Jambo I looked every where but couldn't find any articles about your statement "oracle NC, you could run Microsoft Office". The way the NC works is that it uses applets which is programmed by Java. The applets could be the application program or the data for the program. The thin client which is the user requests applications or data which the NC sends to the thin client. The user does his work. For MS office to be a true NC they would have to program it in Java and also reduce it program size due to bandwidth problems on the network.
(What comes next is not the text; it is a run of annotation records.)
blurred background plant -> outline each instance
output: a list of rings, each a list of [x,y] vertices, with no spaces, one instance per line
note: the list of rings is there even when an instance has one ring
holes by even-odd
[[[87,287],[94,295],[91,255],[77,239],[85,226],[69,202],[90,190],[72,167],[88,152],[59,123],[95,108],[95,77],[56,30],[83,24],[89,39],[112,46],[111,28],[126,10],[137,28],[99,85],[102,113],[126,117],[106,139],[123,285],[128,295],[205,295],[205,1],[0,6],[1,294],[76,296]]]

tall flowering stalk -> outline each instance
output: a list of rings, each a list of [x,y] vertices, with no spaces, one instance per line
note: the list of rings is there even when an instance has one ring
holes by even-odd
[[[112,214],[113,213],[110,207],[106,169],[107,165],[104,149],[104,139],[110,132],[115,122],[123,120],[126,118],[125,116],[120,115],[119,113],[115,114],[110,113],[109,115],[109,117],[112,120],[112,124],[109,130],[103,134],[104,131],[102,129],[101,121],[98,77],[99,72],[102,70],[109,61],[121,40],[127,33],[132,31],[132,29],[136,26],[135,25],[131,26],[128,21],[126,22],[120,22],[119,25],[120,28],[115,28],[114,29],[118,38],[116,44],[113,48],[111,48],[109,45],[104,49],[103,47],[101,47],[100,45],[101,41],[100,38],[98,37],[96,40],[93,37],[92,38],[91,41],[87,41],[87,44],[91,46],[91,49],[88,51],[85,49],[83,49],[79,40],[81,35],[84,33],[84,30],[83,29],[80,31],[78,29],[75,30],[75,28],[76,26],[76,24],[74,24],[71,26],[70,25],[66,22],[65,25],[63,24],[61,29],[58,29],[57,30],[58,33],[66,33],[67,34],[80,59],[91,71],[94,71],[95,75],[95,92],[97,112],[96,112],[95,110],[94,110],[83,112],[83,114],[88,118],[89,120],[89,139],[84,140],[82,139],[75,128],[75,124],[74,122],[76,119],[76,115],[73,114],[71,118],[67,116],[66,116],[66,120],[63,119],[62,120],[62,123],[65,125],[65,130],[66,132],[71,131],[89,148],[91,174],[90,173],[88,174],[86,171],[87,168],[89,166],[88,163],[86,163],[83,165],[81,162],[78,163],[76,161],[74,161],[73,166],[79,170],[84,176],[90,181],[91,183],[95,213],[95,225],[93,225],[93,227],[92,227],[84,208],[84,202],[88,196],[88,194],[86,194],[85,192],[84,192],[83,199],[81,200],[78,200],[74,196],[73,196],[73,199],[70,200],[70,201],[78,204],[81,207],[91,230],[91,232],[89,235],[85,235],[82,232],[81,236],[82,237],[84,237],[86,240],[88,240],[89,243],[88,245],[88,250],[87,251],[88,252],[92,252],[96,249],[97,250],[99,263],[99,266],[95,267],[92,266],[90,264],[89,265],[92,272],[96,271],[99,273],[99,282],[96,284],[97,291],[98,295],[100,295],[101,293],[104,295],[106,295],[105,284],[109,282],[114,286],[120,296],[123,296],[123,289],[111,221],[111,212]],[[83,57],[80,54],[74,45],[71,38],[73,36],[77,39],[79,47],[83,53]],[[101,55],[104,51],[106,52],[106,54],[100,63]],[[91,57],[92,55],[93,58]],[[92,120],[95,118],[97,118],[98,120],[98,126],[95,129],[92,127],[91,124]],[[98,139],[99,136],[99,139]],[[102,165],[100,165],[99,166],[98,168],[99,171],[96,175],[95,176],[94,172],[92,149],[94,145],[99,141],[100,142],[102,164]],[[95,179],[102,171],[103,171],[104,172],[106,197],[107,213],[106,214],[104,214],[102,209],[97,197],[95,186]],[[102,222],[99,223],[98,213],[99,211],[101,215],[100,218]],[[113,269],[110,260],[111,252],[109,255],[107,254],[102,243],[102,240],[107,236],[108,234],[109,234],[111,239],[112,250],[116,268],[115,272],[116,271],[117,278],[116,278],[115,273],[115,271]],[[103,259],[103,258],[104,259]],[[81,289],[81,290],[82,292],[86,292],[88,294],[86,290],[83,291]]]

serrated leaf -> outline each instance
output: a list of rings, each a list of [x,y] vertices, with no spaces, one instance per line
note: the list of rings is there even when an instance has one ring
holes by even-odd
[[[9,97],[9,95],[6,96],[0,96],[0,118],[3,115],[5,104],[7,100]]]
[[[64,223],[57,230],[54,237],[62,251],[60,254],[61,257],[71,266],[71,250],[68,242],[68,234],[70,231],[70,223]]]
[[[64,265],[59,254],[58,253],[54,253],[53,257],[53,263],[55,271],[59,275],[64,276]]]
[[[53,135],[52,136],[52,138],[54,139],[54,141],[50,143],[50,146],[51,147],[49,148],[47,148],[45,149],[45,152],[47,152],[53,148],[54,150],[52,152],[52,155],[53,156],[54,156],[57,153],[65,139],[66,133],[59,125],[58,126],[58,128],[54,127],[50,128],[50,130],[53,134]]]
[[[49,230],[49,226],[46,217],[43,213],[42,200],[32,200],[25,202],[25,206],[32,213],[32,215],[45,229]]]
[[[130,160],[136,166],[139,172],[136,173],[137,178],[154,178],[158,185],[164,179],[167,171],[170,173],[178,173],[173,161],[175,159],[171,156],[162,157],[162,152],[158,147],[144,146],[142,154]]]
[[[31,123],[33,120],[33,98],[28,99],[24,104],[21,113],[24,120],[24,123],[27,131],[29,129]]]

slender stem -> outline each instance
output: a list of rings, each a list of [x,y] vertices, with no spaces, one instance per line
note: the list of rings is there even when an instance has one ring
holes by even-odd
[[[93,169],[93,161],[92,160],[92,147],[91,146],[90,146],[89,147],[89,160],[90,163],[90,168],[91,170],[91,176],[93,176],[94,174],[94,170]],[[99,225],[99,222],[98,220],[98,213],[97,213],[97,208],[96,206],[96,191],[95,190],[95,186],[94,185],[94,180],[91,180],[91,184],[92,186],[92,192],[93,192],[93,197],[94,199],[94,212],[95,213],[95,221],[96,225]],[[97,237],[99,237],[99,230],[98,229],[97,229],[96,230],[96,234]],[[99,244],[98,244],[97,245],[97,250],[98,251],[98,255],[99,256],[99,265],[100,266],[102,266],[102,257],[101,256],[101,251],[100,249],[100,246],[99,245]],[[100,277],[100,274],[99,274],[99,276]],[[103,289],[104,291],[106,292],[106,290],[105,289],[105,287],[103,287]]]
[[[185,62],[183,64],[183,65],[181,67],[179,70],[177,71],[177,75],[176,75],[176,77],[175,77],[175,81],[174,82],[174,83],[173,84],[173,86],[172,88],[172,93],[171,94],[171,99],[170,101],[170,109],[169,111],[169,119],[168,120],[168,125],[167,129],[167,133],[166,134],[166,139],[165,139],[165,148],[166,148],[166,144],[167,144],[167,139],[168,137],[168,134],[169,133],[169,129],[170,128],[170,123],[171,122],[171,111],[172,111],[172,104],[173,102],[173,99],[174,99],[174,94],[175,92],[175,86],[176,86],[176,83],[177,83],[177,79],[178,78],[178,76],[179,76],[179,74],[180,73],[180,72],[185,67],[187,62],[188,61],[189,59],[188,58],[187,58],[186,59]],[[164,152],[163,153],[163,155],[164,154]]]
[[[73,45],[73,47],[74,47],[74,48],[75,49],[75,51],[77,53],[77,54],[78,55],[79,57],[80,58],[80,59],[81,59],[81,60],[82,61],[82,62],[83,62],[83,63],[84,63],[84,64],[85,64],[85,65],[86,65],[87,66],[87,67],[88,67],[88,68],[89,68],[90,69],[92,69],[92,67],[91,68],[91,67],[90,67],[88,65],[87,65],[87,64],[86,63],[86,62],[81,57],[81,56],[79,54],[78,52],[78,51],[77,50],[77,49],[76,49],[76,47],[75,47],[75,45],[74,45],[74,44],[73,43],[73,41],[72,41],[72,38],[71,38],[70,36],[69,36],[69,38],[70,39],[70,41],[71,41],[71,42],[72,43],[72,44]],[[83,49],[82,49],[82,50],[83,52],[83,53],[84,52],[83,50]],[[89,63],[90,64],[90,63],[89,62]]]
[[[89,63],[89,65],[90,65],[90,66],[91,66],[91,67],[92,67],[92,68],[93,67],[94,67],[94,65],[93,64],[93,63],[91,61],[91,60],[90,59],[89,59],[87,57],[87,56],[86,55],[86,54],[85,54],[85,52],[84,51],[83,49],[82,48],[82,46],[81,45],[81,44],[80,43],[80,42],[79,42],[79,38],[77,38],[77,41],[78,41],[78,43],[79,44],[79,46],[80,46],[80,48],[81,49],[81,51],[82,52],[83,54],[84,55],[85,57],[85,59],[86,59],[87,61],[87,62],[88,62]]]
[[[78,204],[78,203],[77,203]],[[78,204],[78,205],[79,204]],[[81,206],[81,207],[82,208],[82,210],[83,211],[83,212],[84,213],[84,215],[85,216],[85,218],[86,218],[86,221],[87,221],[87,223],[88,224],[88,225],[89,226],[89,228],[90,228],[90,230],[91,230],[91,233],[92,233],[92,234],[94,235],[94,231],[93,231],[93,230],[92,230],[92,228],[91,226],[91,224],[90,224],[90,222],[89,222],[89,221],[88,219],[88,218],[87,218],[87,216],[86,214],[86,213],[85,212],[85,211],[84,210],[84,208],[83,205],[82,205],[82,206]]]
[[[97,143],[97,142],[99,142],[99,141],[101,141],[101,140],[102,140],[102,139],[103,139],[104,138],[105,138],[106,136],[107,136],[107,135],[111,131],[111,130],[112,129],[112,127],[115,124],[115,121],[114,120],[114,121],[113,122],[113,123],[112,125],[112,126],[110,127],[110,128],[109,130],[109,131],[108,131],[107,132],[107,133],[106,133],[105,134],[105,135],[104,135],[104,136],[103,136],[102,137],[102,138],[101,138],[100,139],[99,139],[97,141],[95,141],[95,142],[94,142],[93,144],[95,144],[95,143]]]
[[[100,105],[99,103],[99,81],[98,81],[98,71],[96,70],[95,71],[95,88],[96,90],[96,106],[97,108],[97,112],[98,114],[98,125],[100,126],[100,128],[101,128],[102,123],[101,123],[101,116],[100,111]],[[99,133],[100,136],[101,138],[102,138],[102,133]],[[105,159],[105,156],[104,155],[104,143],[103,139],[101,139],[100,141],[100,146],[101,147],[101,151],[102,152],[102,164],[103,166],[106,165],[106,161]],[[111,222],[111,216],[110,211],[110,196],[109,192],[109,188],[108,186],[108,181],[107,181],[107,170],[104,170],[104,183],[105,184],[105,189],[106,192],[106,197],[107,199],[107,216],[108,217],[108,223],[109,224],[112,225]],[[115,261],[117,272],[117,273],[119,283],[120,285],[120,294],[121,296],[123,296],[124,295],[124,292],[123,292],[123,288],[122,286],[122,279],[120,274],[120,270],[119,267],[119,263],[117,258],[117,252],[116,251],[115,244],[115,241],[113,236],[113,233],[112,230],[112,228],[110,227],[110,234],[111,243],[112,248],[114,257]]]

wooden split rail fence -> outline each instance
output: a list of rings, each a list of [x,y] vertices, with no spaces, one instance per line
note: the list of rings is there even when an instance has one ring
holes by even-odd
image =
Nick Petreley rebuts the rebuttal with examples of how business applications are guiltier than ever at playing with the OS, and gives reasons why NCs should be as compatible as appliances like Televisions are today. ncworldmag.com This is even more likely to be true with NCs because the NC is likely to resemble the commercial appliance more than PCs. After all, the NC is essentially a computer built on the television concept: Same signal (Java, TCP/IP, etc., instead of a radio frequency carrying a standard encoding format), different appliances with different features to use that common signal. If you buy a television, bring it home, plug it in, and if it doesn't receive half the channels it is supposed to, you'll bring it back and get a new one that works (which is what I meant when I said that, if it doesn't work, you return it for one that does). ---
Hey this sounds like my example. I've notice a increase in NC talk on a few threads I lurk. People are starting to wake up to the NC. Lets hope this Java potion will cure the MS cult followers.